ASAP (American Solar Action Plan) is a non-profit organization building public understanding about how solar, wind, and hydrogen produced from water can make the
United States energy self-sufficient.
ASAP in the “Solar Grand Plan,” presented below, proposes $20 billion a year utility scale PV plants in the
years 2015-2020. PV installations
in 2012 demonstrate that the U.S. is moving towards large utility scale solar plants.
Solar Grand Plan:
All the pieces of this world-changing plan actually exist and have been described in
the January 2008 Scientific American “Solar Grand Plan” article, which was co-authored
by ASAP. The object is to stabilize energy prices for generations to come by adopting the lowest cost, unsubsidized solar and wind production and distribution systems.
The United States has an abundance of solar and wind energy potential – enough to supply its entire energy needs. This can be done using existing technology
and at a price that is competitive with current energy prices. But it will take a coordinated national-level effort to get there. The steps are:
ASAP’s goals are:
Construction of PV solar plants in the sun-rich desert Southwest and wind farms in the wind-rich Midwest.
Construction of compressed air energy storage (CAES) power plants to firm intermittent solar and wind electricity into a dependable supply of electricity, 24/7, year-round.
Construction of an interstate HVDC transmission system to transport solar and wind electricity nationwide.
Construction of electrolysis plants to produce hydrogen from water to be used as a transportation fuel.
Help us get the message to state and national elected officials by writing letters, making phone calls, and communicating the ideas to friends, relatives, and co-workers.
The U.S. is fortunate in that it is endowed with massive solar (Southwest) and wind (Midwest) resources. ASAP’s research indicates that the lowest
cost source – of base load electricity (24/7) is Midwest wind; of peak load electricity (7am-10pm) is Southwest solar; and of hydrogen produced by
electrolysis of water is either Southwest solar or Midwest wind.
Independence from foreign oil with the development of a hydrogen production and distribution system to support fuel cell electric cars, buses, and trucks.
Development of a national electricity transmission system to distribute lowest cost solar electricity from the Southwest states and wind electricity from the Midwest states to local markets throughout the U.S.
To many it is surprising that the lowest cost source of unsubsidized solar and wind electricity for electricity consumers in the Eastern U.S. is from solar plants in the
Southwest and wind plants in the Midwest. This is true because the cost of solar and wind electricity is determined by the amount of average daily sunlight, as well as
the cost of solar and wind installations. The Southwest U.S. has the greatest quantity of average daily sunlight and the lowest cost land for thousands of square miles of
solar installations. Therefore, solar electricity produced in the Southwest is the lowest cost solar electricity for consumers in the Eastern U.S. even with the cost of
long-distance transmission. The same holds for wind electricity produced in the Midwest states. Offshore wind is too expensive because of the high installation and maintenance costs.
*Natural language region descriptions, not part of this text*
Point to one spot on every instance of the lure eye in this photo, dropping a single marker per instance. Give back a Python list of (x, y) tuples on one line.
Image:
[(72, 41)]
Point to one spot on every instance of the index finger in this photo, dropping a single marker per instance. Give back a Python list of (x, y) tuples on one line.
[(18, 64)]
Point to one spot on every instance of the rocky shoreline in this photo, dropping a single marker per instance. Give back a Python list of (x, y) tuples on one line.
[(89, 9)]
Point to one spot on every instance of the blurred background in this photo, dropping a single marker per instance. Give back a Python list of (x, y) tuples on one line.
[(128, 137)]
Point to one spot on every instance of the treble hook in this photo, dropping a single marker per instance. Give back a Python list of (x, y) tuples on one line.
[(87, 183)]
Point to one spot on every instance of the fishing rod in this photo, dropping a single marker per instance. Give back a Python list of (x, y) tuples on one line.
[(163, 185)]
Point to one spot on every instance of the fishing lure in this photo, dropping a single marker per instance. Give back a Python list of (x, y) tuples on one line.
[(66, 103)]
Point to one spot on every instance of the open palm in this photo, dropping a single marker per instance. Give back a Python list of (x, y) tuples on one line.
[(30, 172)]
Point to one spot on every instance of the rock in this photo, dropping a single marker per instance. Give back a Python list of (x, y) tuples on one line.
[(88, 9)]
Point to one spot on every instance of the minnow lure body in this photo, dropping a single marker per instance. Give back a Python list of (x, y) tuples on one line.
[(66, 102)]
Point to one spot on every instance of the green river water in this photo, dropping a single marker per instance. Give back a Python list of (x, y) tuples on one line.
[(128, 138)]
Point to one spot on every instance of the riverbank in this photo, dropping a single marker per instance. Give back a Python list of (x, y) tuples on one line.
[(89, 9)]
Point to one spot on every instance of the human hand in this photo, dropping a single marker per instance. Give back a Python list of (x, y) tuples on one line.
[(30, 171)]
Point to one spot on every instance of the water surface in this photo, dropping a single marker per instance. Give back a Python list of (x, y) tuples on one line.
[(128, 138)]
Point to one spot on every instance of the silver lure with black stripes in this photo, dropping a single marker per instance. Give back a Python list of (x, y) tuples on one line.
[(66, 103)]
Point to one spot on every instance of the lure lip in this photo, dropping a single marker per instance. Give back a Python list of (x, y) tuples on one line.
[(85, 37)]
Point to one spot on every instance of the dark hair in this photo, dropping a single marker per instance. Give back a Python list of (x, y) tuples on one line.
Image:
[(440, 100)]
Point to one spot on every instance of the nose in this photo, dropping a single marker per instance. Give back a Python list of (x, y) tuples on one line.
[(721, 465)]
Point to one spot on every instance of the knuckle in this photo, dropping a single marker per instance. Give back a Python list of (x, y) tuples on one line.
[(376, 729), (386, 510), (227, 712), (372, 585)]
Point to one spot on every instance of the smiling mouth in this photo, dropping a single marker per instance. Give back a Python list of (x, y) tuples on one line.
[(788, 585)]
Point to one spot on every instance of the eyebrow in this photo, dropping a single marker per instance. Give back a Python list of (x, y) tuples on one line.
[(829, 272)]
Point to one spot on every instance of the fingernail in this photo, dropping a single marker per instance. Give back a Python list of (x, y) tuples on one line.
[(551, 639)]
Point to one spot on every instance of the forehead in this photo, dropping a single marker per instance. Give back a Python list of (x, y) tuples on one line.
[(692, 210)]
Intermittency is a major problem for solar and wind energy, but ASAP has identified a solution with the application of compressed air energy storage (CAES) power
plants, which are described in the Scientific American article and in published peer-reviewed research papers. With the coupling of solar and wind electricity to
CAES plants, intermittent solar and wind electricity can be transformed into a reliable source of electricity 24/7. The key is to change our perspective from a local
electricity production system to a national system with the production of Southwest solar and Midwest wind electricity that is then distributed to local markets nationwide.
In this way, the entire nation can enjoy the lowest cost supply of solar and wind electricity.
Also, the adoption of electric cars is important if we truly want to end our dependence on foreign oil since transportation accounts for 70% of U.S. oil consumption.
ASAP is excited about the performance of hydrogen fuel cell electric cars and believe that they will be acceptable to the public since they do not require long battery
recharging time. Learn more about the exciting developments in electric cars in the Electric Car Campaign folder. In a few years, ASAP foresees the ability to produce
massive quantities of hydrogen by electrolysis of water using solar electricity at a price to drivers equivalent to the price of gasoline today (refer to the published
peer-reviewed solar PV-Hydrogen research paper).
We believe it is only a lack of public awareness that prevents the Plan from being immediately adopted.
As Mark Twain once said, “Once you lose your ignorance, it’s hard to get it back.” We want to be an organization through which this loss of ignorance is accomplished.
Energy self-sufficiency will allow us to expand domestic jobs and economic well-being while providing us with a sustainable energy path throughout the 21st century.
America’s current energy trade imbalance of nearly half a trillion dollars a year is economically unsustainable and must be ended ASAP.
The use of carbon-free solar and wind electricity allows us to reduce CO2 emissions by 92% below current levels, literally ending the threat of global warming.